Su “Il Salvagente” inchiesta su prosecco e pesticidi

Difficile immaginare un exploit più potente nel mondo viniviticolo come quello del prosecco negli ultimi anni. Una crescita che si è mantenuta a doppia cifra e che sta scalzano il cugino blasonato champagne da molte tavole in Italia e all’estero. Oltre 500 milioni di bottiglie vendute in tutto il mondo ogni anno, garantiscono un fatturato enorme per il made in Italy, ma possiamo essere altrettanto entusiasti per la qualità delle sostanze utilizzate per produrre le bollicine più famose d’Italia?
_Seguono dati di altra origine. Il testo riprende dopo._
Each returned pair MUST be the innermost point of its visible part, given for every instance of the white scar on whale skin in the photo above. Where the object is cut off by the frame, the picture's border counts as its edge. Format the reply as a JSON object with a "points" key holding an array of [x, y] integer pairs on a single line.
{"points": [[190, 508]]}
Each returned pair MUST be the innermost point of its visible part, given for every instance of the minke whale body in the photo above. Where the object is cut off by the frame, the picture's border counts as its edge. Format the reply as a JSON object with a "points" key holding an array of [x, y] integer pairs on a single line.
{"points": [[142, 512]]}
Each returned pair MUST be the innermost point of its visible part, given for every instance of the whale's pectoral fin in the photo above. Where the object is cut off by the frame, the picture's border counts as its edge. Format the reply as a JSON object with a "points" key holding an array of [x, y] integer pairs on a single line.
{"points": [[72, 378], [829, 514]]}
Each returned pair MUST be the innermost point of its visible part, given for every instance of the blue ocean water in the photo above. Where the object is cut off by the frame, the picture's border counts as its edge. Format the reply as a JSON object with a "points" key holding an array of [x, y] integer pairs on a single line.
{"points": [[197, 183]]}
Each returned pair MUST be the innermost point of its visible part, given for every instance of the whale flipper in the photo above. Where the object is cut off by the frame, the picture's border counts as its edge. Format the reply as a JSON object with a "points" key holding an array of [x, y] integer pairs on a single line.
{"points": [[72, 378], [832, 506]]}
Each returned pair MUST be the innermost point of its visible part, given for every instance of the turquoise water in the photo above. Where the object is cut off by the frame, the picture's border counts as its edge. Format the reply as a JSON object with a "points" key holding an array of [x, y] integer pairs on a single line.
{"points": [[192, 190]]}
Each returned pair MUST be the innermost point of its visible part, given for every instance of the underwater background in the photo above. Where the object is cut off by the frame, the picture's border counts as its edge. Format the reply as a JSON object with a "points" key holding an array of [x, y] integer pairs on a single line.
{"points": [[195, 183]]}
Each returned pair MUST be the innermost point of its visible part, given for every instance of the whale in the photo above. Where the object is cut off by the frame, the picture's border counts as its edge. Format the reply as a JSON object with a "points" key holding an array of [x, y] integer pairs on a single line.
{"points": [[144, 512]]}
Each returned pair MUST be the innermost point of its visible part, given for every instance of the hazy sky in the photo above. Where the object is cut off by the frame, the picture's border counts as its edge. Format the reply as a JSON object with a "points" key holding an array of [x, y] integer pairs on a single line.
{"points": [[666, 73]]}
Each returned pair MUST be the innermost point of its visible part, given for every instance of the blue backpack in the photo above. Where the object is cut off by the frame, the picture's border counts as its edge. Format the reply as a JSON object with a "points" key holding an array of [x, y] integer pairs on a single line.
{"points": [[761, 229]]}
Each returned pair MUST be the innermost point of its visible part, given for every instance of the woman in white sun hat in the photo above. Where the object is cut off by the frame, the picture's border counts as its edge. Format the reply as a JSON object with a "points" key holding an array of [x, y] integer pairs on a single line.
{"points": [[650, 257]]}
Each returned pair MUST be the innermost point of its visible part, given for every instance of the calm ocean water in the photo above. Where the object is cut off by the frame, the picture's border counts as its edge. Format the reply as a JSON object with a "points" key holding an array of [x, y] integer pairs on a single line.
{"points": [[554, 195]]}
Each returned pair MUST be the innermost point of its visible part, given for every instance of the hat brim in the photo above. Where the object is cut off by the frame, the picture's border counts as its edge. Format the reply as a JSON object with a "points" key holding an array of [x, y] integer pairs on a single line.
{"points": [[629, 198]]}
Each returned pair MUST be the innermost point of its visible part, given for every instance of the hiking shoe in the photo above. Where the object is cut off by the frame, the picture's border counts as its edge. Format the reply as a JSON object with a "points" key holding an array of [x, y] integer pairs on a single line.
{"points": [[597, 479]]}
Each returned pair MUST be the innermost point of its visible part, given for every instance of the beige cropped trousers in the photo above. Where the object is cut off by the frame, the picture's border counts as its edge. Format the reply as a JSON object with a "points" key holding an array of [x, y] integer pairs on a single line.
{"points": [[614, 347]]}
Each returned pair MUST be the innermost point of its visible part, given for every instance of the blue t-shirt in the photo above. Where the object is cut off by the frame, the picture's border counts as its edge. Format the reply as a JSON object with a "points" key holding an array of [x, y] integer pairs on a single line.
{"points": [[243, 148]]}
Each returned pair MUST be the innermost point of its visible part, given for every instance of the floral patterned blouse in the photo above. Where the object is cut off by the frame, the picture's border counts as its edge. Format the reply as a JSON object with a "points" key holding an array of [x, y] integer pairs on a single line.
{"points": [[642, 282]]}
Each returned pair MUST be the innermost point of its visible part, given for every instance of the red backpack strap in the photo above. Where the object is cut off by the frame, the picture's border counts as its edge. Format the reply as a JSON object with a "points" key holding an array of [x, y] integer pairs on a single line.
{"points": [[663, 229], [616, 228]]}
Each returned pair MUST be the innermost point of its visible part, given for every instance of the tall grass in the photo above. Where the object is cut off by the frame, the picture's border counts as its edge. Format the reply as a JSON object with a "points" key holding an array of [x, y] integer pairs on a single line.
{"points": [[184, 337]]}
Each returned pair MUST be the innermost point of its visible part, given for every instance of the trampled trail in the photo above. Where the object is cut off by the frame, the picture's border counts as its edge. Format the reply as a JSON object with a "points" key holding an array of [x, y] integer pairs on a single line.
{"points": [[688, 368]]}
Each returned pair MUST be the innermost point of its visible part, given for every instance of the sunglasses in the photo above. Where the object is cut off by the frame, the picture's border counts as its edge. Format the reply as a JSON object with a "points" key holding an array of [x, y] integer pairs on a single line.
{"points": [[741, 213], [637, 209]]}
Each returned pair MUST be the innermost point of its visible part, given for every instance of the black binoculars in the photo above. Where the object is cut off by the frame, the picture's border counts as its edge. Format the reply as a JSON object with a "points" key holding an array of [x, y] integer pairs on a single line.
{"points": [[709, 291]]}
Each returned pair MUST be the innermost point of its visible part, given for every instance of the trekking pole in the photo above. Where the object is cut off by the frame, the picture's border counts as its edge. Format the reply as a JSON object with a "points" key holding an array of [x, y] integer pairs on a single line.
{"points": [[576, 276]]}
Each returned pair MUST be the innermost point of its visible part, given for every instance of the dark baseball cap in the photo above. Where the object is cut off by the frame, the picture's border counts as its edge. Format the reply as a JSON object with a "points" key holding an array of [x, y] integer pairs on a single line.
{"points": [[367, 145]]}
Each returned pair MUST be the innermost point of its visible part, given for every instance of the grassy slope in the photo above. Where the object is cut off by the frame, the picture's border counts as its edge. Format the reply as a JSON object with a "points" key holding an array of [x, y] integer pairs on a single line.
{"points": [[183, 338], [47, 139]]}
Il periodico “Il Salvagente” parte da questa domanda per verificare la quantità di residui chimici contenuti in alcuni dei prosecchi più diffusi nei supermercati. Di certo la fascia più venduta al grande pubblico del nostro paese. Sono state portate in laboratorio dodici prodotti chiedendo agli esperti di rilevare e quantificare la presenza di ben 352 sostanze tra solfiti, erbicidi, diserbanti, fungicidi. Ciò che viene scoperto è sorprendente: tutte e dodici le bottiglie presentavano almeno un residuo di pesticida, con una media di sei a testa. Due dati su cui riflettere: anche l’unico prosecco biologico controllato ha mostrato residui di un pesticida, il folpet, vietato in agricoltura bio. Con ogni probabilità, viste anche le quantità minime rilevate, una contaminazione involontaria. All’estremo opposto un prodotto, con ben 7 funcigidi differenti. Fanno quindi bene i cittadini a preoccuparsi per il massiccio utilizzo di sostanze chimiche nei vigneti di Veneto e Friuli-Venezia-Giulia?